To take a charitable view of what your doctor might be thinking… Swimming in lakes or ponds can, in very rare cases, lead to health issues in general (not just in pregnancy). I can imagine, though I think it’s overkill, saying that pregnant people should be more careful about those settings.
However: pools are not ponds. We have evidence from large cohort studies — for example, this one from Denmark with over 70,000 women — showing no link between birth defects and swimming. A second large study showed a similar thing. (In 2019, one paper argued that swimming pools might be associated with a slightly smaller child head circumference, but the empirical evidence in this paper is pretty unconvincing.)
On top of this body of evidence pointing to safety, there are good reasons to swim. ACOG recommends it as a top form of exercise (low impact, good aerobic workout, etc.). That large study from Denmark actually found a slightly lower risk of preterm birth among swimmers.
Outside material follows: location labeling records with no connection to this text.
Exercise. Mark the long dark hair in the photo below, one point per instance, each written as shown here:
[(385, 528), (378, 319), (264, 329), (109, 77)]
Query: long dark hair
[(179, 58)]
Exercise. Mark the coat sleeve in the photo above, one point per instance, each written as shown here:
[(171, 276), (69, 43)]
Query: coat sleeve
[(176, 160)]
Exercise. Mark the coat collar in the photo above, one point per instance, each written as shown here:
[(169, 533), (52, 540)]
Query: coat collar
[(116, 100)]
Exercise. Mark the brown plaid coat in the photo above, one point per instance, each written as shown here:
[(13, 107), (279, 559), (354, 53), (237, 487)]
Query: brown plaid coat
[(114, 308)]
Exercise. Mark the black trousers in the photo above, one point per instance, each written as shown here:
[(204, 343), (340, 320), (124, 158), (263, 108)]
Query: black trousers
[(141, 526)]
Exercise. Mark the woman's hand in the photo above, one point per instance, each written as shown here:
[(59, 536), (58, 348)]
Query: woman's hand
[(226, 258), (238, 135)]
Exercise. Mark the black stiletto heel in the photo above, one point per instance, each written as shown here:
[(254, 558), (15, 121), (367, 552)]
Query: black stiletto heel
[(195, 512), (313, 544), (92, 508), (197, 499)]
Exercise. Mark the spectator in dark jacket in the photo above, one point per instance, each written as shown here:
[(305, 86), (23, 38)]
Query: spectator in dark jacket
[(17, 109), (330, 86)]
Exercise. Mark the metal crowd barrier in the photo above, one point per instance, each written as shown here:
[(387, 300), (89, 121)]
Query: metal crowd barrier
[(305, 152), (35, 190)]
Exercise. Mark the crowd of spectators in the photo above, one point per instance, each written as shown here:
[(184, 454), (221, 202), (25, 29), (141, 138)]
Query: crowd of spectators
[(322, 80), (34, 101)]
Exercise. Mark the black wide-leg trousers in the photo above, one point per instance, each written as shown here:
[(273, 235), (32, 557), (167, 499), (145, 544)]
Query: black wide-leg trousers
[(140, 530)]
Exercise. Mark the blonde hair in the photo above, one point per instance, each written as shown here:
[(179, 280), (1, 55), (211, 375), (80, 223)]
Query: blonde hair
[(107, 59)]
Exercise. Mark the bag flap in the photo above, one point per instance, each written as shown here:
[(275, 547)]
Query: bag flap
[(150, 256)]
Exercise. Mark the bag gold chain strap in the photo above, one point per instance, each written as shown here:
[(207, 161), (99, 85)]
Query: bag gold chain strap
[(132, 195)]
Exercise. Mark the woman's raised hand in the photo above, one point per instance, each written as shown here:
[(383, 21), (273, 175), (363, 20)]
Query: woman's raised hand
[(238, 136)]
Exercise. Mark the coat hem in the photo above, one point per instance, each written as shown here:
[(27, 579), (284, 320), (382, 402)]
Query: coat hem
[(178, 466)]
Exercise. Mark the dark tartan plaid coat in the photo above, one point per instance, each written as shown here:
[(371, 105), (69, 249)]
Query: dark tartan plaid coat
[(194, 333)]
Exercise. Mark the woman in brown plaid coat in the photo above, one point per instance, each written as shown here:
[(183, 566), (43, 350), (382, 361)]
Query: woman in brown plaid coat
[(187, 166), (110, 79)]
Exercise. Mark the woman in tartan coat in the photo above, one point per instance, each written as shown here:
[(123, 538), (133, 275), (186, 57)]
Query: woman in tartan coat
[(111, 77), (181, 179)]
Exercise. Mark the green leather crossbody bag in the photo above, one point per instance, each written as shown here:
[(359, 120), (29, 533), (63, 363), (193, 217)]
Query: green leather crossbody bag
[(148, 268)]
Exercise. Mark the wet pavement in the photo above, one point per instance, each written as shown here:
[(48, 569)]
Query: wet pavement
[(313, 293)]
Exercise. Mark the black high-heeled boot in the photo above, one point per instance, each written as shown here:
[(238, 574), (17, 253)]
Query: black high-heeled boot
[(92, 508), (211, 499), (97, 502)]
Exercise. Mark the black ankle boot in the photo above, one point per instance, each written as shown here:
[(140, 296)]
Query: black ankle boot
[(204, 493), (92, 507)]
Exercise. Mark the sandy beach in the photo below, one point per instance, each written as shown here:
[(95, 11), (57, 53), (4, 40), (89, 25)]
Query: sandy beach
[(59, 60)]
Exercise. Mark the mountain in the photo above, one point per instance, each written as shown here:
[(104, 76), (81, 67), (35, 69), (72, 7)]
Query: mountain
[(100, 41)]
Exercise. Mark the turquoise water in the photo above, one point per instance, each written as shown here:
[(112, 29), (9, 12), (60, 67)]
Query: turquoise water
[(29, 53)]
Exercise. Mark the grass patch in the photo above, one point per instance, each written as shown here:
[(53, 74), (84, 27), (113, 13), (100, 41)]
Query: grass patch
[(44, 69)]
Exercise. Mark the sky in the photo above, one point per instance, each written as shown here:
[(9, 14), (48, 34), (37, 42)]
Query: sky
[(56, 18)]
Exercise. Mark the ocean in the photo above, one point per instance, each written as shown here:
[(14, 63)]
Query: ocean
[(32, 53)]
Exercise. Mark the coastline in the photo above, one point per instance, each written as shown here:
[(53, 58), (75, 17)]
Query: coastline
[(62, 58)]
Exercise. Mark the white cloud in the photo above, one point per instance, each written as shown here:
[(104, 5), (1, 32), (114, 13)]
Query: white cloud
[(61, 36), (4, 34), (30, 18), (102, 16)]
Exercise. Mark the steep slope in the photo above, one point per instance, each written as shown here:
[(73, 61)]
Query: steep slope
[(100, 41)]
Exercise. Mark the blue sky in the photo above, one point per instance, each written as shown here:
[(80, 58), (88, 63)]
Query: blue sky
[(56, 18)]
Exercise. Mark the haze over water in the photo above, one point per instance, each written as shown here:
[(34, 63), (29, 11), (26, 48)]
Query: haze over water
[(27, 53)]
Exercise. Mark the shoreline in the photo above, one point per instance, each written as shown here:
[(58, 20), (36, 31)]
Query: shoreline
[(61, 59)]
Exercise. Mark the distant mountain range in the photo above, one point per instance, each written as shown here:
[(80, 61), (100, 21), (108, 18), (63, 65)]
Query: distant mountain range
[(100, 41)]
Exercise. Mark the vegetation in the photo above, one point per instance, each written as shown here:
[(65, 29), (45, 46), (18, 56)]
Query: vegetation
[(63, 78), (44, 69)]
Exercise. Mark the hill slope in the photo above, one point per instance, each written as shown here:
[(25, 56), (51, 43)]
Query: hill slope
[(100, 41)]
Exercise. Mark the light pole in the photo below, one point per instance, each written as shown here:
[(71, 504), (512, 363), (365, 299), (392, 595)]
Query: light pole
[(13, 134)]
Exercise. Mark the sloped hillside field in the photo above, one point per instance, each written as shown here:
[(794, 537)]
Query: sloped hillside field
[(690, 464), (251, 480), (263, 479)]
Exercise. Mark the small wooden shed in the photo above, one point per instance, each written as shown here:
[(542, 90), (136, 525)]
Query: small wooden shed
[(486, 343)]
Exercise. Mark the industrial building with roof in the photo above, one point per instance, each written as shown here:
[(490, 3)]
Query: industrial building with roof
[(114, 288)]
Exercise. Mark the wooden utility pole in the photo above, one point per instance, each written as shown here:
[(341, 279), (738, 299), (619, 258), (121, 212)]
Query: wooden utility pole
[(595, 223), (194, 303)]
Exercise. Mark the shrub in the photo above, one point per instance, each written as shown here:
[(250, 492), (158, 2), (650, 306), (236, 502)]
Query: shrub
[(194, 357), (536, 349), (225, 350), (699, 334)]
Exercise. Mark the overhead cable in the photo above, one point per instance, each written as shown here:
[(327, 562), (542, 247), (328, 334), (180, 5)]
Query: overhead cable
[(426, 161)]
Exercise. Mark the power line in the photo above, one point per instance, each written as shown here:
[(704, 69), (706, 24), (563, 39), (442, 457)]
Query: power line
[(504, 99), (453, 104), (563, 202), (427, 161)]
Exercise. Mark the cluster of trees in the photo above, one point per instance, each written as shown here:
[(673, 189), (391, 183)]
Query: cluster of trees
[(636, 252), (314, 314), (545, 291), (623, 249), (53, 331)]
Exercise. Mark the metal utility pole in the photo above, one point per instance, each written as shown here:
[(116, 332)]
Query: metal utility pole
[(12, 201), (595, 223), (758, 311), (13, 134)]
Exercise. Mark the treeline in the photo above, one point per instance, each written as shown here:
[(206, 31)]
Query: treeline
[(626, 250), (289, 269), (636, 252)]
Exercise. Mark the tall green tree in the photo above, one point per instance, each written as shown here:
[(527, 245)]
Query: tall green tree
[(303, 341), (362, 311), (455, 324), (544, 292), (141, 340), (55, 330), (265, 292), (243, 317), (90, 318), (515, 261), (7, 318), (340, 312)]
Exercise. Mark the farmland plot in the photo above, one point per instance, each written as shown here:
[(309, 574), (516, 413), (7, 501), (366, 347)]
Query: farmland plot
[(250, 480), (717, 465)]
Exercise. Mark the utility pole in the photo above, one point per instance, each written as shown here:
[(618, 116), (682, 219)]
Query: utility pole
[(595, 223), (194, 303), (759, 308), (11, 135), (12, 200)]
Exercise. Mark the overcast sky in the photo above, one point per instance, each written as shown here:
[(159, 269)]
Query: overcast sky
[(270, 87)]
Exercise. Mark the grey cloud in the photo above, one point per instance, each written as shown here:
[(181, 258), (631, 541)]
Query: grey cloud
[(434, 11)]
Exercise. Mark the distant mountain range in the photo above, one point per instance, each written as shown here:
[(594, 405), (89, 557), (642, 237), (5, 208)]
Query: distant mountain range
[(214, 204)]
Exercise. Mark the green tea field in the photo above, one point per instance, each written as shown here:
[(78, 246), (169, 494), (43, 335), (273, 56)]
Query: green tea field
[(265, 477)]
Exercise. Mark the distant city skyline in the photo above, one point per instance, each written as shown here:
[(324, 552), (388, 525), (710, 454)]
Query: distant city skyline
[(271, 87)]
At least one RCT from Europe showed that women who were randomized into a swimming program were less likely to have vaginal tearing during birth (no idea why the swimming would affect vaginal tearing, but that’s what showed up in the data).
Swimming is great. I hope you can get back in the pool. The only caution — and you can take it from Olympic gold medalist Dana Vollmer, who was competing internationally at six months pregnant — is you’ll need a bigger suit.